Sevareid told readers about the Silver Shirts, a fascist group that was holding secret meetings and whispering "dark plots against the nation." After sitting in on a meeting, he walked away "wondering if he still lives in America."
The story by Sevareid (still known then by his birth name Arnold) is on page 3 of "Legends and Myths of Ancient Minnesota," a 32-page print section about Minnesota's forgotten history of fascism in the 1930s. Minneapolis artist Brooks Turner put together the section, and paid to have it inserted in the Oct. 25 Star Tribune. About 36,000 subscribers in the metro area received it. Another 5,000 copies are available for free in a single, towering stack at the Weisman Art Museum.
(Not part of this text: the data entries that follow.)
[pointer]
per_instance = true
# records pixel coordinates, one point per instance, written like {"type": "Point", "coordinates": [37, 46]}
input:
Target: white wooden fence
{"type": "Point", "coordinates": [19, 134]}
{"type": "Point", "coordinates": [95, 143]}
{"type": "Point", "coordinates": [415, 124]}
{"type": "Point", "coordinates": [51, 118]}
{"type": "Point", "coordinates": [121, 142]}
As a Weisman artist-in-residence, Turner spent nearly two years riffling through Minnesota Historical Society archives, discovering disturbing information about the Silver Legion of America, or Silver Shirts, America's first Nazi organization, founded in 1933 in North Carolina, just as Hitler got elected, and shut down in 1941. The Jewish Anti-Defamation Council and the Teamsters Union Local 544 ultimately drove the group out of Minnesota.
Although the state was known as a bastion of progressive thinking, it also harbored fascist ideologies. Turner and curator Boris Oicherman scheduled the insert before the election to give people a context for contemplating history.
We caught up with Turner to talk about Minnesota's dark past and its connection to the rise of populist ideologies today. This interview has been edited for clarity.
Q: What fascinates you about the history of fascism in America?
A: My interest is in trying to understand a particular American fascism through aesthetic analysis.